By way of example, Stallman cited the One Laptop Per Child (OLPC) platform which uses GNU/Linux with a user interface level – Sugar – designed for use by children and students in the state of Kerala, India.
Stallman went on to argue that much of the currently available proprietary software – in particular operating systems such as Microsoft’s Windows, Apple’s Mac OS X, iPhone and iPad – were effectively malware.
“[Windows] has known spyware features, it is designed as a platform for digital restrictions management – ‘DRM’ – and not only that there are known backdoors in Windows: Microsoft can forcibly install software changes without asking permission. This is malware and is as nasty as a virus.

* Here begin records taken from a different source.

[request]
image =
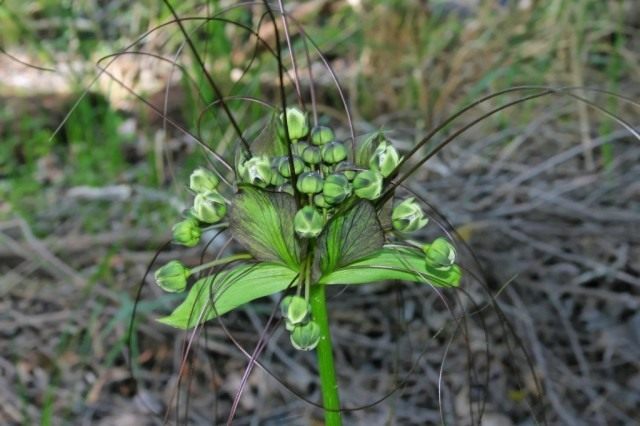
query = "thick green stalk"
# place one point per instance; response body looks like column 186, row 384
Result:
column 324, row 350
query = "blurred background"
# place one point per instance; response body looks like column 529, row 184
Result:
column 547, row 195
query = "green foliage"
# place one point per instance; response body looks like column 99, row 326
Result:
column 401, row 264
column 348, row 237
column 218, row 294
column 263, row 223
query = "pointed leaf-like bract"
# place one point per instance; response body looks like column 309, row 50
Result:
column 218, row 294
column 393, row 263
column 262, row 222
column 349, row 236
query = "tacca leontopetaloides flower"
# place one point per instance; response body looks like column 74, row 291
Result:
column 314, row 219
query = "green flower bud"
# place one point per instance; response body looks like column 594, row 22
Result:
column 287, row 187
column 440, row 254
column 408, row 216
column 284, row 168
column 310, row 183
column 172, row 277
column 334, row 152
column 305, row 337
column 203, row 180
column 384, row 159
column 336, row 188
column 368, row 184
column 257, row 171
column 321, row 135
column 298, row 148
column 297, row 310
column 276, row 178
column 320, row 201
column 346, row 168
column 187, row 232
column 288, row 325
column 284, row 306
column 308, row 222
column 296, row 123
column 312, row 155
column 209, row 207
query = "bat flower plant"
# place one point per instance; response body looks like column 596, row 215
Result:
column 309, row 211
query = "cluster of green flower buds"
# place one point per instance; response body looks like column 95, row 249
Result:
column 325, row 175
column 208, row 207
column 305, row 333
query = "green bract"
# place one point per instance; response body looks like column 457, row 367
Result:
column 172, row 277
column 187, row 232
column 308, row 222
column 209, row 207
column 408, row 216
column 368, row 184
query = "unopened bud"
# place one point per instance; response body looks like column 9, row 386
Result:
column 440, row 254
column 187, row 232
column 310, row 183
column 408, row 216
column 257, row 171
column 308, row 222
column 172, row 277
column 334, row 152
column 209, row 207
column 346, row 168
column 368, row 184
column 312, row 155
column 336, row 188
column 305, row 337
column 284, row 167
column 384, row 159
column 297, row 310
column 296, row 123
column 320, row 201
column 203, row 180
column 298, row 148
column 321, row 135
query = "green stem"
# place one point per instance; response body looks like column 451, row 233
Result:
column 218, row 262
column 324, row 350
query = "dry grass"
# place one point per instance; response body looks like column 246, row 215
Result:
column 554, row 222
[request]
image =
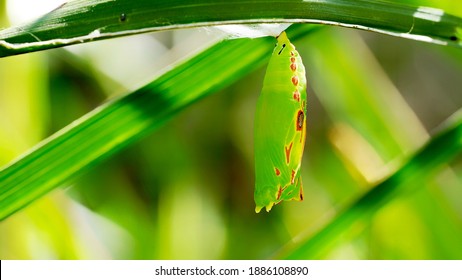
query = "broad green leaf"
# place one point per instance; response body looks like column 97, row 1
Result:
column 82, row 20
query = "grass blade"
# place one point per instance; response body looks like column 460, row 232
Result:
column 121, row 122
column 443, row 147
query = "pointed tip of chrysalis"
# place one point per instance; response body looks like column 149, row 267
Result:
column 282, row 36
column 267, row 207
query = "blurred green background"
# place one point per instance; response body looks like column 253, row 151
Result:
column 186, row 191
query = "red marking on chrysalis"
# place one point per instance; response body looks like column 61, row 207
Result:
column 276, row 170
column 279, row 193
column 293, row 67
column 300, row 120
column 297, row 95
column 295, row 80
column 288, row 150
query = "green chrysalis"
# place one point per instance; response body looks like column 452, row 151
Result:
column 280, row 128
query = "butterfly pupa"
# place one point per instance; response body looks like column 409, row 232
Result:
column 280, row 128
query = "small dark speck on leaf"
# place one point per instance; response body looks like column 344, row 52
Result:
column 123, row 17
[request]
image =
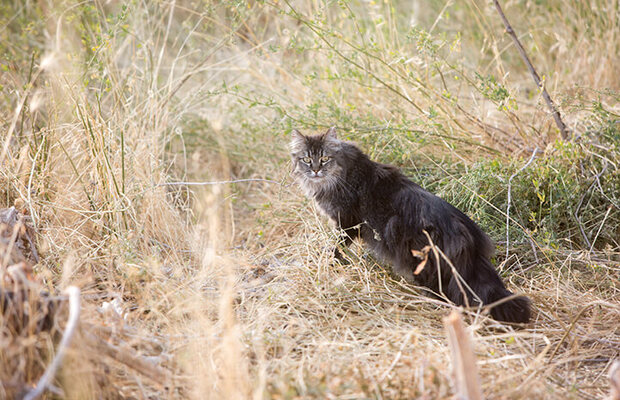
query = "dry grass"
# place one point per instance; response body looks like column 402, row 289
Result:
column 229, row 290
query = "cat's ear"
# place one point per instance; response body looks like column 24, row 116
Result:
column 331, row 133
column 297, row 140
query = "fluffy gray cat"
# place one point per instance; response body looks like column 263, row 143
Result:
column 393, row 216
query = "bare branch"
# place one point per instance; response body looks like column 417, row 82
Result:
column 554, row 111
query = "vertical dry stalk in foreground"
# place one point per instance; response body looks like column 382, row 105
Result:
column 614, row 380
column 463, row 360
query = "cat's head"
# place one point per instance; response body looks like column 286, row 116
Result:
column 316, row 159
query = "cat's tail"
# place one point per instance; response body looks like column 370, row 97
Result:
column 490, row 289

“The ‘iMoan’ and ‘iBad’… they have nastier digital restrictions management — Apple has gone so far as to seize control over the freedom to install an application,” he said. “I am told that while users have found ways to break these restrictions, Apple is constantly finding ways to regain control… Apple can remotely delete applications.”
Stallman also claimed Adobe’s Flash player was also malware as it had DRM and a surveillance feature where one site was able to write data into the Flash Player and another site could interrogate the Flash Player thus enabling sites to cross-identify a user.
“These features are not accidents or bugs or mistakes… None of these things were put in by mistake,” he said. “They are feature which were intentionally designed into the software.”